Some were simply 'kept alive' by their medication; others 'lived' their life.

Personally, I would not want to degenerate into the former, being a very expensive burden upon my descendents. The trouble is, knowing when to self-extract the life-support. Ironically the later one leaves it, the less-rational one can be about pulling-the-plug.

We all know the tremendous financial black-hole facing the NHS - caused in significantly by mankinds ability to sustain 'life' with ever-more-expensive drugs, treatment & care.

24-hour round-the-clock care takes by maybe 3 or more nurses/workers for each old person.

The reality is, this & future generations simply cannot afford that expense.

One 'old' person; 3 x 'non-productive' workers, all supported by less than one 'productive' tax+NI payer.

Half-decent Care Homes are charging £100+ per day per resident. How many of the current elderly have savings of £70,000 cash for just two years sustenance? Man + Wife (OK partner + partner for the PC) = £70k each year.

Note that those are statements of fact & reality, not just my subjective opinions.





Crinkly & Ragged Arsed Philosophers said...

The difficulty with this issue, as with many others, is we cannot in this day and age trust the content and intent will not be transmuted into PR spin to the benefit of confetti statistics and economics.

One slip and we are on the path to eugenics and our only safeguard from that is the trust held by our medical professionals.

My personal view is, they can take parts of me away chunk by chunk but if my personality goes I no longer want to be part of the chunk that's left.

subrosa said...

Appreciate your contribution Apogee.

No, we don't want that but it seems as if we have little choice.

I've left instructions that I must be brought home if at all possible, for my last days, and not have them in the hands of anonymous strangers.

subrosa said...

We did Demetrius, only this time it's publicised and still the majority of the public accept it.

subrosa said...

You're too kind Hamish. :)

Yes, I'd prefer someone who knows my feelings to see to my final comforts.

subrosa said...

Excellent comments Joe. I'm not too worried about the financial problems of the NHS. Many of them are of the organisation's own making and finances could be saved to invest in drugs to save those who do have a good chance of a lengthy survival.

Joe, in many hospitals 24 hour care in limited. My mother had 24 hour care at home for a few weeks and it was excellent. It was private though and the nurses involved had all left the NHS because they weren't 'allowed' to give the quality of care they wanted.

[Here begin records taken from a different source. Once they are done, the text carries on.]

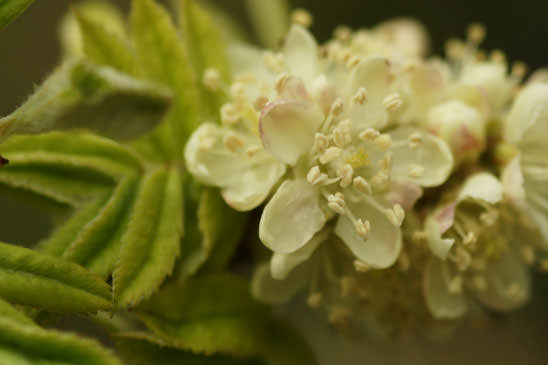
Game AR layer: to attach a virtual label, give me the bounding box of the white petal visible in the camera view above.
[505,82,548,143]
[460,62,512,114]
[457,172,504,204]
[259,179,326,253]
[222,161,286,212]
[423,257,467,319]
[270,229,330,280]
[424,204,455,260]
[346,56,390,133]
[283,25,318,85]
[185,123,253,187]
[476,250,531,311]
[251,263,311,304]
[384,179,423,210]
[335,199,402,268]
[389,127,453,187]
[259,100,324,165]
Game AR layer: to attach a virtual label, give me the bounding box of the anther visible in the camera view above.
[327,192,346,214]
[352,176,372,195]
[333,119,352,147]
[382,93,403,111]
[360,128,381,141]
[337,164,354,188]
[352,87,367,105]
[407,164,424,179]
[223,132,244,152]
[221,103,240,126]
[320,147,342,165]
[354,218,371,239]
[375,134,392,150]
[291,9,314,28]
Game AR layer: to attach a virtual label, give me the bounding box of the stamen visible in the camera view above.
[223,131,244,152]
[332,119,352,147]
[407,164,424,179]
[291,9,314,28]
[375,134,392,151]
[314,133,329,153]
[327,192,346,214]
[221,103,240,126]
[352,176,372,195]
[352,260,371,273]
[408,132,423,149]
[354,218,371,239]
[202,68,221,91]
[468,23,485,45]
[253,95,268,111]
[337,164,354,188]
[245,146,261,157]
[352,87,367,105]
[306,166,328,185]
[382,93,403,112]
[385,204,405,227]
[320,147,342,165]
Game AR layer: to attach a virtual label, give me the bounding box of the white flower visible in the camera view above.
[503,82,548,247]
[185,25,452,268]
[423,173,530,319]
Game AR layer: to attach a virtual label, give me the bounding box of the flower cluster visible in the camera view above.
[185,12,548,331]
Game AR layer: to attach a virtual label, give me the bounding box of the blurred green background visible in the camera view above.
[0,0,548,365]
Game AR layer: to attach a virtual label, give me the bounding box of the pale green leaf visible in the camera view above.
[0,0,34,30]
[177,184,246,279]
[0,60,170,140]
[177,0,230,119]
[114,333,263,365]
[0,316,121,365]
[0,132,142,205]
[0,298,36,326]
[130,0,201,157]
[0,243,111,312]
[136,274,267,356]
[63,175,138,278]
[113,169,183,307]
[245,0,289,49]
[39,194,109,256]
[139,273,316,365]
[75,10,138,75]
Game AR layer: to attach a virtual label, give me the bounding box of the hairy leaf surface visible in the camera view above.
[113,169,183,307]
[0,60,171,141]
[0,243,111,313]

Indeed the cost of care in Care Homes is frightening and it won't decrease. It's sad that so many council homes have closed because they did provide a good quality of care, but councils decided new wheelie bins were more important.

subrosa said...

I have lost my innocent trust in medics Crinkly, but I do hope I'm of sound enough mind to recognise when my time comes.

Brian said...

Rosie,
Compare the LCP with the medical and legal professions' opposition to Tony Nicklinson's battle to die when he wanted in the way he chose. The lawyers and medics want to keep their monopoly of killing the rest of us in ways convenient to their morality.
If animals were denied food and water instead of injected with the appropriate drugs to kill them, the person responsible would be rightly prosecuted by the RSPCA yet starving humans is more humane than overdosing them.

subrosa said...

Ah, but Tony Nicklinson. according to doctors, wasn't terminally ill Brian. That's the medics excuse.

Can't agree more about the comparison with animals.